Data Analytics In Complex Data Environments: Methods Towards Missing Value And Transfer Learning

Ms Peng Jiaxu
Dr Hahn Jungpil, Associate Professor, School of Computing

  25 Jun 2019 Tuesday, 03:30 PM to 05:00 PM

 Executive Classroom, COM2-04-02


The rapid accumulation of data and advances in data analytics methods create not only opportunities but also challenges for data analytics. Statistical models can be built with extreme ease and speed, but researchers are still concerned about the validity of statistical inference and the viability of the statistical models over time. This thesis proposes two studies to investigate two fundamental, yet frequently recurring, problems faced by academic researchers and data scientists: handling missing values (the focus of the first study), and statistical learning in dynamic data environments (the focus of the second study).

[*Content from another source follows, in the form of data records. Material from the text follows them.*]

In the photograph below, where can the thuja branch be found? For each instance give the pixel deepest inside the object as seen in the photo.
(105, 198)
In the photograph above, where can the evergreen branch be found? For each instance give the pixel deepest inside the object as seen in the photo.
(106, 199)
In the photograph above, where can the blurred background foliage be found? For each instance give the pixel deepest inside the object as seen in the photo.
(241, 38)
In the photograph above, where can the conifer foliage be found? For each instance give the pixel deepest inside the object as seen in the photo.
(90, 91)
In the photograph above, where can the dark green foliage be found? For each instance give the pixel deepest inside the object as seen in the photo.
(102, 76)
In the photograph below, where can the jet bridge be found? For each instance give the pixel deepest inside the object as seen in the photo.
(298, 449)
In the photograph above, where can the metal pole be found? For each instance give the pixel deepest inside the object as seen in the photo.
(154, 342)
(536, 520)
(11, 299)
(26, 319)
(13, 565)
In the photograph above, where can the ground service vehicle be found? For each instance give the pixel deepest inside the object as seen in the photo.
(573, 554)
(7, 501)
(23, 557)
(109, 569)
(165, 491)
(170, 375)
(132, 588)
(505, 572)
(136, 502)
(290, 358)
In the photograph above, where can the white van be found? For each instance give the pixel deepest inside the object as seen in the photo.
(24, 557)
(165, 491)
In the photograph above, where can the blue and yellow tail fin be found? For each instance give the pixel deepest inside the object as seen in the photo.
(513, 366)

In my first study entitled "A Semi-Supervised Learning Approach to Missing Value Imputation," I propose a new semi-supervised learning approach for imputing missing values. Traditional imputation models are often built on complete records --i.e., records in the dataset without missing values. For instance, the mean imputation approach uses the average of all complete records to impute missing values. This approach is simple to implement but does not take into consideration the missingness mechanism. If the missing values do not occur at random (e.g., a value is more likely to be missing when it is larger), then estimation based on the mean imputed data would be biased. The method I propose adopts a semi-supervised strategy and explicitly incorporates the missingness mechanism, albeit in a probabilistic manner, into the imputation approach. I analytically demonstrate that, the proposed method generates comparatively better imputation than traditional methods that ignore the missingness mechanism. Simulation results also confirm this. Finally, the proposed method is evaluated in the context of two real-world prediction tasks -- credit default prediction and earnings prediction. By imputing an important predictor variable for each of the two data sets, I show that the proposed method generates higher prediction accuracy compared to benchmark imputation methods. Future work includes investigating whether, how, and to what extent my method can improve the validity of coefficient estimation in regression analysis.

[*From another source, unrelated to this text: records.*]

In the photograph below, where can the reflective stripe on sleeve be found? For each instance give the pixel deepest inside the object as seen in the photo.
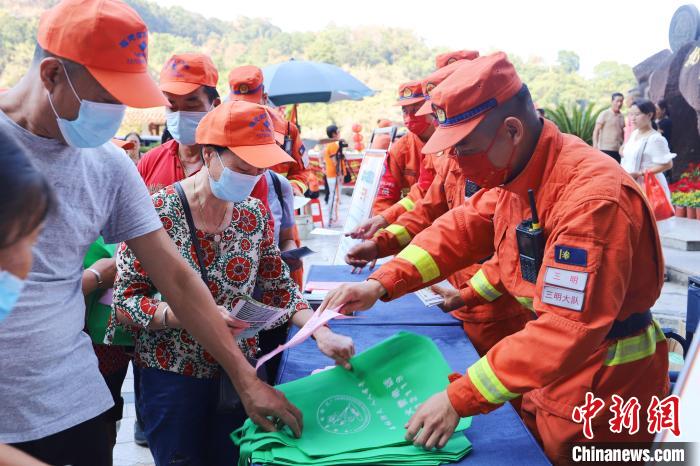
(401, 233)
(407, 204)
(422, 261)
(483, 287)
(302, 187)
(485, 380)
(632, 349)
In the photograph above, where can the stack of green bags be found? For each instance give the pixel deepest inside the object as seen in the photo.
(358, 417)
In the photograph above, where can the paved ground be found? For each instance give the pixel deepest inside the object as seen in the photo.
(669, 309)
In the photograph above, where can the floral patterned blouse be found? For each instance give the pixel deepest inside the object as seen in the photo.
(244, 259)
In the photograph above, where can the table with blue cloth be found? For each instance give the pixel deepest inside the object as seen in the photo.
(498, 438)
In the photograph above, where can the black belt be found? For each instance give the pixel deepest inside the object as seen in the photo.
(629, 326)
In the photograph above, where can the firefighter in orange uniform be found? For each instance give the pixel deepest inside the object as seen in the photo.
(383, 218)
(405, 162)
(591, 292)
(490, 314)
(246, 83)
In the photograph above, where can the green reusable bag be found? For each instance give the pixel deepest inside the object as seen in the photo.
(363, 409)
(98, 313)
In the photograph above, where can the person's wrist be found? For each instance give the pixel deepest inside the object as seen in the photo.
(98, 278)
(378, 289)
(321, 333)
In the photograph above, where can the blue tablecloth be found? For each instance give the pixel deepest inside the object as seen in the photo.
(407, 310)
(498, 438)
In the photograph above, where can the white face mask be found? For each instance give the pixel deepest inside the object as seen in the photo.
(96, 124)
(183, 125)
(232, 186)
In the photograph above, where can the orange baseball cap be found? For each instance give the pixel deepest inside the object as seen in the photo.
(246, 83)
(122, 144)
(246, 129)
(462, 100)
(111, 40)
(448, 58)
(186, 72)
(432, 81)
(410, 93)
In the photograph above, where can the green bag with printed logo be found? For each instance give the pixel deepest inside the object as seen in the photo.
(97, 313)
(350, 415)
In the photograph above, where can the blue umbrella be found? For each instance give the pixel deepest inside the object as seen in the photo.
(300, 81)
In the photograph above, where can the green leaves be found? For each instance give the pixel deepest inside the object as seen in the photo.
(576, 119)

My second study entitled "Transfer Learning in Dynamic Business Environments" takes up the challenge of building statistical machine learning models in dynamically changing data environments. In the real world, the underlying true pattern of data may change. Statistical models built using historical data may not be responsive / adaptive to changes in the environment (which should be reflected as changes in the structural patterns in the data generated by the changed environment). A simple solution is to re-train the machine learning model using re-collected current data. However, current data are often scarce. Therefore, it would be beneficial to transfer the machine learning model built on past data to the current period. In this thesis, I study the effectiveness of the existing transfer learning methods in an important business application -- earnings forecasts for public firms. Moreover, I propose a two-step transfer learning method for improving the performance of machine learning in dynamic data environments. My method leverages on the insight that, by comparing current data with historical data, we may obtain information on the change in the data environments, which can subsequently guide the training of machine learning models using historical and current data jointly. Results show that transfer learning improves predictive performance of machine learning models when the data environments undergo significant changes. The future work of this study involves the evaluation of transfer learning methods in broader simulated and real-world contexts with the goal of understanding its proper use in empirical research and thus improving research and practice that employ predictive models.

Overall, this dissertation comprises two method-oriented studies. The first study aims at promoting advanced missing value handling methods by reviewing existing approaches, and more importantly, by proposing a new missing value imputation method to reduce imputation error due to non-random missingness. The second study aims to maintain the predictive performance in the dynamic data environments by answering whether and how transfer learning can be beneficial in improving decision accuracy. The review and experimentation of existing methods, as well as of the proposed new methods are expected to provide valuable contributions to data analytics researchers and practitioners.